Morning News Rundown
The D.A.’s office dropped obstruction charges against KPCC/LAist reporter Josie Huang. On September 12, Los Angeles County Sheriff’s deputies pushed Huang to the ground after she attempted to record the arrest of a protestor outside St. Francis Medical Center. In the days following her arrest, Sheriff Alex Villanueva made several false assertions about the incident, some of which were rebuffed by Huang’s own video evidence. Ultimately, prosecutors cited insufficient evidence in their decision. Huang is now seeking a finding of “factual innocence” to clear the record of the arrest. You can read Huang’s account here. [Buzzfeed News]
The bad news is the Bobcat Fire has burned over 113,000 acres and continues to threaten multiple communities in the San Gabriel Mountains. The good news is that fire crews have made rapid progress over the last 24 hours and containment jumped to 50% overnight.
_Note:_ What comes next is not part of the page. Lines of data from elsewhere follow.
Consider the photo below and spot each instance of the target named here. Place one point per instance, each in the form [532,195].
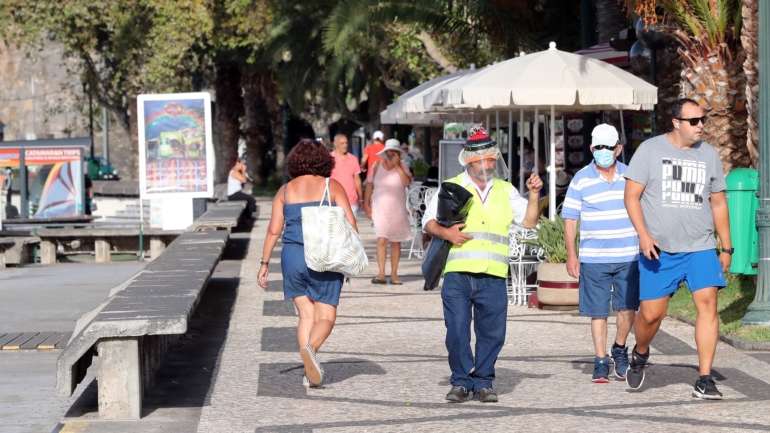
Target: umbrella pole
[510,146]
[623,137]
[552,169]
[536,141]
[521,150]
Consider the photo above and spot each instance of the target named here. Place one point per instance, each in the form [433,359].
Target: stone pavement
[387,370]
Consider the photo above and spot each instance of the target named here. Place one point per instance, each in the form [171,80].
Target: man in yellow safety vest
[475,273]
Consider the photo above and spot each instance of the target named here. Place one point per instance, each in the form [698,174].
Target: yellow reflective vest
[489,224]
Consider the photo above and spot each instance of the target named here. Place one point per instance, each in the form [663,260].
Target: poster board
[54,180]
[448,163]
[176,151]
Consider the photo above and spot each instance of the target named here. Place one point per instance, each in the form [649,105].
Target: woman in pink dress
[385,204]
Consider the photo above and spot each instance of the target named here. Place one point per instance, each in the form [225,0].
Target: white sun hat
[391,144]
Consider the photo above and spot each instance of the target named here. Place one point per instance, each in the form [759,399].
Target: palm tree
[750,44]
[707,33]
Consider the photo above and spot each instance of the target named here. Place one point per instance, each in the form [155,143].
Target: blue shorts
[662,277]
[602,284]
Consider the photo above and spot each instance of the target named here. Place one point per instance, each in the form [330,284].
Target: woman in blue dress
[315,294]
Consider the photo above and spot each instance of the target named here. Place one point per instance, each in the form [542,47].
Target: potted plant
[554,285]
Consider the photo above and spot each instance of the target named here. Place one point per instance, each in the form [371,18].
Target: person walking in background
[372,151]
[385,204]
[314,294]
[346,171]
[235,181]
[607,267]
[675,196]
[475,274]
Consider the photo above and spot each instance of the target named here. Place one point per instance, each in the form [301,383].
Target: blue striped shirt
[606,232]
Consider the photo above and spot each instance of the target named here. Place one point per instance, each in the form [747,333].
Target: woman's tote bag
[331,244]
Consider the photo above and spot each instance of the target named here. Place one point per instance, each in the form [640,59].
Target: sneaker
[706,389]
[487,395]
[313,370]
[620,359]
[635,372]
[458,394]
[306,383]
[601,370]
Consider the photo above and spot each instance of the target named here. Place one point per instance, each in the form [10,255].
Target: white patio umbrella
[546,80]
[409,109]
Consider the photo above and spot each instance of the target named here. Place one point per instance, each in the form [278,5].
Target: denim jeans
[484,299]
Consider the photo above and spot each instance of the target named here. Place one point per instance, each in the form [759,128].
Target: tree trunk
[750,43]
[229,107]
[718,84]
[257,126]
[277,124]
[609,19]
[669,75]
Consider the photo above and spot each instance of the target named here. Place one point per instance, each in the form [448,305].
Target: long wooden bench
[132,330]
[223,215]
[103,240]
[16,250]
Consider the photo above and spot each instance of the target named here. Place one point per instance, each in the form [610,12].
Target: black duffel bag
[454,201]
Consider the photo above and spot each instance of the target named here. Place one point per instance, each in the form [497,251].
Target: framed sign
[176,152]
[448,162]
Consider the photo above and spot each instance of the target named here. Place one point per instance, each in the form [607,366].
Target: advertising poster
[176,153]
[55,181]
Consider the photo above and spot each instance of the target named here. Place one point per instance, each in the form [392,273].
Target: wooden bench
[133,329]
[224,215]
[16,250]
[103,240]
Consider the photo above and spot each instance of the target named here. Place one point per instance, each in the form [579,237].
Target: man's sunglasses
[694,121]
[603,147]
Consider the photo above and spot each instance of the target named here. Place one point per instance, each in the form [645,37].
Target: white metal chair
[524,258]
[417,199]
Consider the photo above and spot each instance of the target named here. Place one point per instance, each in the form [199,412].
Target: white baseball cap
[604,134]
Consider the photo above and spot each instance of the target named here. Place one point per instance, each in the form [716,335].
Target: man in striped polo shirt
[609,248]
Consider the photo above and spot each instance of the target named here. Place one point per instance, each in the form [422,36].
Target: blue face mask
[604,158]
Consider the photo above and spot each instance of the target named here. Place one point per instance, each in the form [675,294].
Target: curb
[736,342]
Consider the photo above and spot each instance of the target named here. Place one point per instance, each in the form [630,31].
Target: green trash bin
[742,202]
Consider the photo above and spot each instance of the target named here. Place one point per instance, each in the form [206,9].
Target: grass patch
[733,302]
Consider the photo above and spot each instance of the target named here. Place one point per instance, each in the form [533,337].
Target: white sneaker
[313,370]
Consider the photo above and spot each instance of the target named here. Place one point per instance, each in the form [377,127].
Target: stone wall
[41,96]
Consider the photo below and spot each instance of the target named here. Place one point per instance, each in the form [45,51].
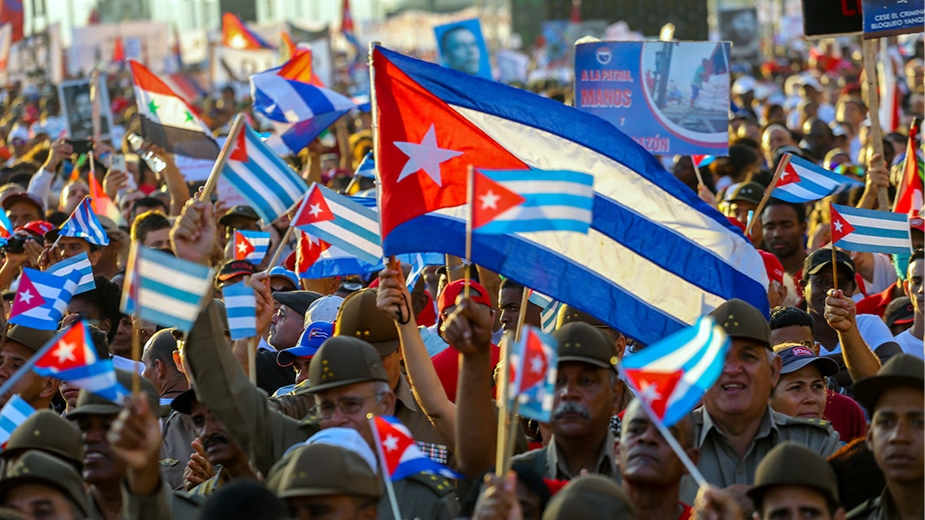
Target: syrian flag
[168,120]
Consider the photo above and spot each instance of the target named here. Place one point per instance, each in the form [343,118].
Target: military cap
[742,321]
[792,464]
[241,211]
[591,497]
[899,370]
[822,259]
[92,404]
[359,317]
[579,341]
[33,339]
[324,469]
[49,432]
[298,301]
[343,360]
[36,467]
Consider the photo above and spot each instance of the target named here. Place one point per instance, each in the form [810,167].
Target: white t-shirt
[911,344]
[873,331]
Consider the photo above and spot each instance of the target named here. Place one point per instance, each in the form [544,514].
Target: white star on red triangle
[426,156]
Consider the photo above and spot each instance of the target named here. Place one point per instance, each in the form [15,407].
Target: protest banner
[671,97]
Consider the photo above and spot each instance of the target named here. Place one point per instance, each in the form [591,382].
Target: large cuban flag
[656,259]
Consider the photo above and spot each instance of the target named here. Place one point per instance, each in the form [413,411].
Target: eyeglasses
[346,405]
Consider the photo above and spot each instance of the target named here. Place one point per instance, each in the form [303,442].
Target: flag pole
[781,167]
[222,158]
[384,467]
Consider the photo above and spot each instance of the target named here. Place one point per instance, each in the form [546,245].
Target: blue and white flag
[267,182]
[298,111]
[80,264]
[42,298]
[165,289]
[870,231]
[803,181]
[241,309]
[83,224]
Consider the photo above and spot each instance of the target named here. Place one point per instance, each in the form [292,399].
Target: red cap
[773,266]
[451,292]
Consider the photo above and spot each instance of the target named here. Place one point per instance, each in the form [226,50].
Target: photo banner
[670,97]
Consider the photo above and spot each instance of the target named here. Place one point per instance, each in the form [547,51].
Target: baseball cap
[309,342]
[773,266]
[241,211]
[740,320]
[822,258]
[792,464]
[579,341]
[360,317]
[796,357]
[899,370]
[342,361]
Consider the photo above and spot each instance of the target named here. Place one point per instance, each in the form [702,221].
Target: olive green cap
[579,341]
[359,317]
[591,497]
[321,470]
[899,370]
[36,467]
[342,361]
[792,464]
[92,404]
[34,339]
[48,432]
[742,321]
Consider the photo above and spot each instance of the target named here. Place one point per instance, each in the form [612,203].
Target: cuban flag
[533,373]
[672,375]
[267,182]
[298,110]
[164,289]
[399,454]
[251,245]
[83,224]
[656,257]
[79,264]
[241,309]
[510,201]
[42,298]
[70,356]
[341,222]
[802,181]
[14,412]
[870,231]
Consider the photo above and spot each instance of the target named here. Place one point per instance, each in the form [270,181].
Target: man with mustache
[587,395]
[896,402]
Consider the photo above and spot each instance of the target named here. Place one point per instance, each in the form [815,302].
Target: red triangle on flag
[655,387]
[27,297]
[840,227]
[490,199]
[242,246]
[788,176]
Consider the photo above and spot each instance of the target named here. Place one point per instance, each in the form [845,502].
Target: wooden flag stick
[781,167]
[216,172]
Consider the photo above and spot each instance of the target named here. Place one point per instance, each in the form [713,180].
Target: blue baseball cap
[312,338]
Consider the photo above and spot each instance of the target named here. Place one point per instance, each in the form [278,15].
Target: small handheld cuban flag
[42,298]
[83,224]
[251,245]
[241,308]
[398,453]
[533,373]
[672,375]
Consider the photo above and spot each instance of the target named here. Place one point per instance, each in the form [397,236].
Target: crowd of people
[819,411]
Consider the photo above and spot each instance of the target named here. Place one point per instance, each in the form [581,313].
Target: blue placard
[892,17]
[462,47]
[671,97]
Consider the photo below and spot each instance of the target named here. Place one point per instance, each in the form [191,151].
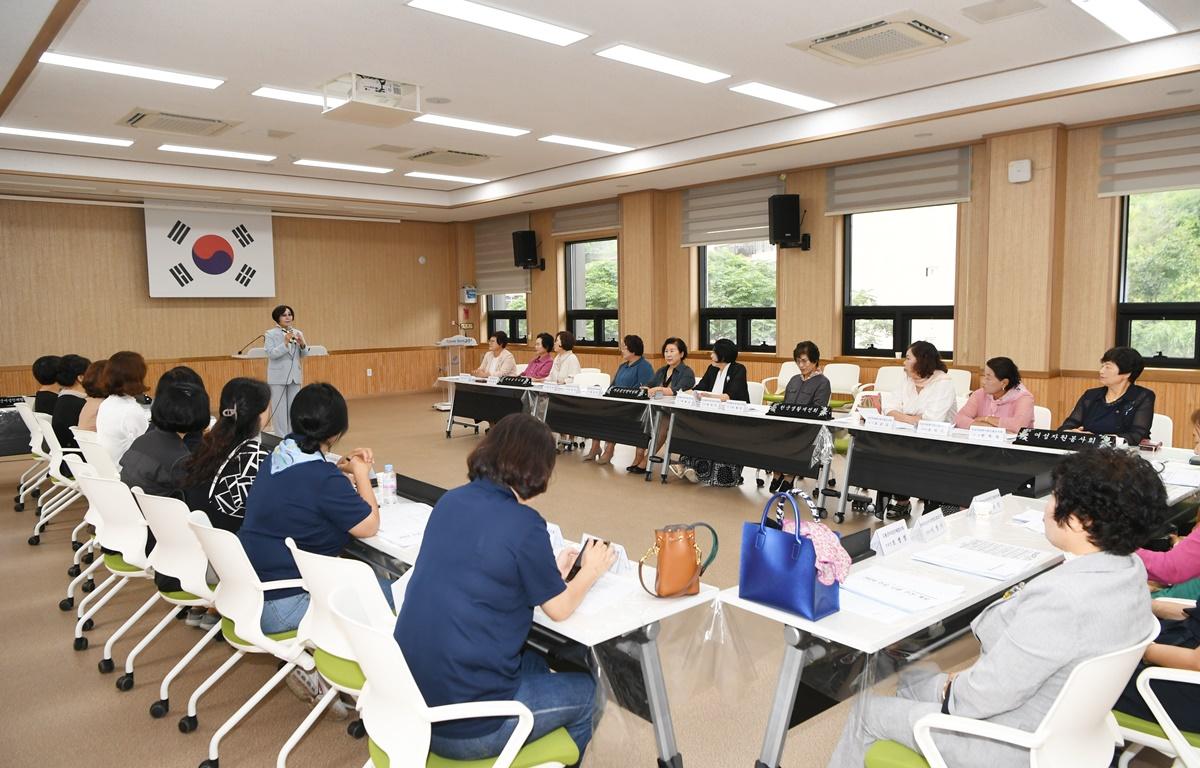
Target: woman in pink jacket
[1000,401]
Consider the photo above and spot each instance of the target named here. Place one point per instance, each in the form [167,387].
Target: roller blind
[882,185]
[495,273]
[1151,155]
[587,219]
[729,213]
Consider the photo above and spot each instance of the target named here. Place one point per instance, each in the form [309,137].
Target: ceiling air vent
[887,40]
[449,157]
[169,123]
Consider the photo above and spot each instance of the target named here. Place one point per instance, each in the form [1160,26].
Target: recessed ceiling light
[666,65]
[215,153]
[300,97]
[585,143]
[1129,18]
[442,177]
[65,137]
[778,95]
[322,163]
[503,21]
[129,70]
[469,125]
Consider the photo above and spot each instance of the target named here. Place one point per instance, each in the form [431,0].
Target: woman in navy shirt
[485,563]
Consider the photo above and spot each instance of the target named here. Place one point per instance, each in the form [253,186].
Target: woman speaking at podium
[285,347]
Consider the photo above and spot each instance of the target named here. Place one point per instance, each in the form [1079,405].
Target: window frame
[901,316]
[1131,311]
[743,316]
[594,317]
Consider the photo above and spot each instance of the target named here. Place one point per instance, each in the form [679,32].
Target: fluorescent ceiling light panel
[442,177]
[503,21]
[215,153]
[469,125]
[648,60]
[300,97]
[1129,18]
[322,163]
[129,70]
[778,95]
[585,143]
[65,137]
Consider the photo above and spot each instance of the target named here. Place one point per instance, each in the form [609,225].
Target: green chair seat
[339,671]
[893,755]
[555,747]
[227,629]
[1150,727]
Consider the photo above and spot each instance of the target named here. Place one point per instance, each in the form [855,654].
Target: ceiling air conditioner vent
[449,157]
[887,40]
[169,123]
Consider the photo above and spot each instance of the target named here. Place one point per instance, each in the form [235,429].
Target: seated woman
[465,619]
[120,418]
[1119,406]
[497,360]
[810,388]
[667,382]
[634,371]
[1001,400]
[1103,505]
[543,360]
[222,469]
[724,379]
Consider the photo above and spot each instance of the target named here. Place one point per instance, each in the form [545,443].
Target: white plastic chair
[394,709]
[1079,730]
[1162,430]
[239,598]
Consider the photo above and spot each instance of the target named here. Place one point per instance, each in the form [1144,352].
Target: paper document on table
[898,589]
[981,557]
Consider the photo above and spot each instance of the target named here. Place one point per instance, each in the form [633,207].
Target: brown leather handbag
[678,565]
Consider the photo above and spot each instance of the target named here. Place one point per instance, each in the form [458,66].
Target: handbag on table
[679,562]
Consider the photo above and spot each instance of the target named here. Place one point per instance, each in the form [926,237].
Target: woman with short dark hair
[486,561]
[1119,406]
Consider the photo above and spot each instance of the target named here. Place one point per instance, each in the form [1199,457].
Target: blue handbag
[780,569]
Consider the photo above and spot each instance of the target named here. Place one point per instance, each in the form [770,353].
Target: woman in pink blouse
[1000,401]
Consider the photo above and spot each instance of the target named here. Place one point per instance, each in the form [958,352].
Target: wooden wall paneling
[1091,257]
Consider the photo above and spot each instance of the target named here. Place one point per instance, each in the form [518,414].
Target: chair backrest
[592,377]
[1079,730]
[177,551]
[393,707]
[322,577]
[1042,418]
[756,393]
[124,529]
[1162,430]
[843,376]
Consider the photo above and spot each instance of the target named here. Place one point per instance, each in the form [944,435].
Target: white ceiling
[497,77]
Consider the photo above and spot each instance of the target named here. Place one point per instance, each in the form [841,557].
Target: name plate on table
[785,411]
[628,393]
[1063,439]
[891,538]
[934,429]
[993,436]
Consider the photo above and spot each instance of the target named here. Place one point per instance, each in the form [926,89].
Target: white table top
[870,634]
[618,604]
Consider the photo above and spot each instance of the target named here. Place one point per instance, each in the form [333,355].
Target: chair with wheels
[397,719]
[1078,731]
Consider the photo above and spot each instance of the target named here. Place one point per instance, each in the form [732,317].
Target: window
[737,295]
[507,312]
[900,280]
[592,292]
[1158,310]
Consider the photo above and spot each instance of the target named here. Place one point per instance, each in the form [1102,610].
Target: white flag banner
[221,252]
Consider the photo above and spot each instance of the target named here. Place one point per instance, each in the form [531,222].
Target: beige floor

Meanwhile, federal investigators are looking into whether the fire was sparked by faulty Southern California Edison equipment. [ABC 7]
As outrage continues over a grand jury’s decision not to indict three officers in the killing of Breonna Taylor, a demonstration in Hollywood on Thursday night featured two separate incidents of drivers hitting protestors with their vehicles. Thankfully, no serious injuries were reported. [ABC News]
Metro’s board of directors voted 12-1 to cut $1.2 billion from the 2021 fiscal budget. The vote cements big cuts in service for the coming year, including a 20% reduction in bus service. [Streets Blog]
A group of parents filed a lawsuit against the Los Angeles Unified School District, claiming its approach to distance learning has failed to preserve their children’s right to an education. [LAist]
Finally, a brief public service announcement: Plan your vote, people. [LAist]
A Deeper Dive on the Dodger Stadium Gondola
I’ll ask this again because it bears repeating: Do we really need a gondola system to Dodger Stadium?
Writing for Curbed L.A., Alissa Walker lays out some potential pros (there are surely a few) and cons (there seem to be a lot more of those) in moving forward with one proposed design.
Advocates say the Los Angeles Aerial Rapid Transit would move up to 5,500 people per hour on game days. That’s maybe 12,000 fans in roughly two hours before the game. But in talking with transit experts, Walker casts doubt on that figure, calculating that you’d need 144 cabins boarding and departing every 30 seconds to hit that mark. I wonder, have these people ever ridden a bus in L.A.?
Moreover, as I asked in the A.M. Brief this past Monday, Walker also wonders why aren’t we looking to beef up the already existing Dodgers Stadium Express? That’s already moving 4,000 to 8,000 people per hour on game day, and the cost and footprint to scale that up would be significantly less risky that betting over $100 million on efficacy of a gondola.
Finally, perhaps Walker’s best point is that we should also look at smaller projects that could be completed in a much shorter time frame, such as building out the walking and biking infrastructure of Elysian Park or adding strategic funiculars to expedite foot traffic moving up the hills. These types of moves would cost less while also increasing mobility around the park overall, even on non-game days.
Let me put this in baseball terms: Figuring out the transit logjam to Dodger Stadium will require a series of bunt singles and leg-out doubles, not one moonshot home run.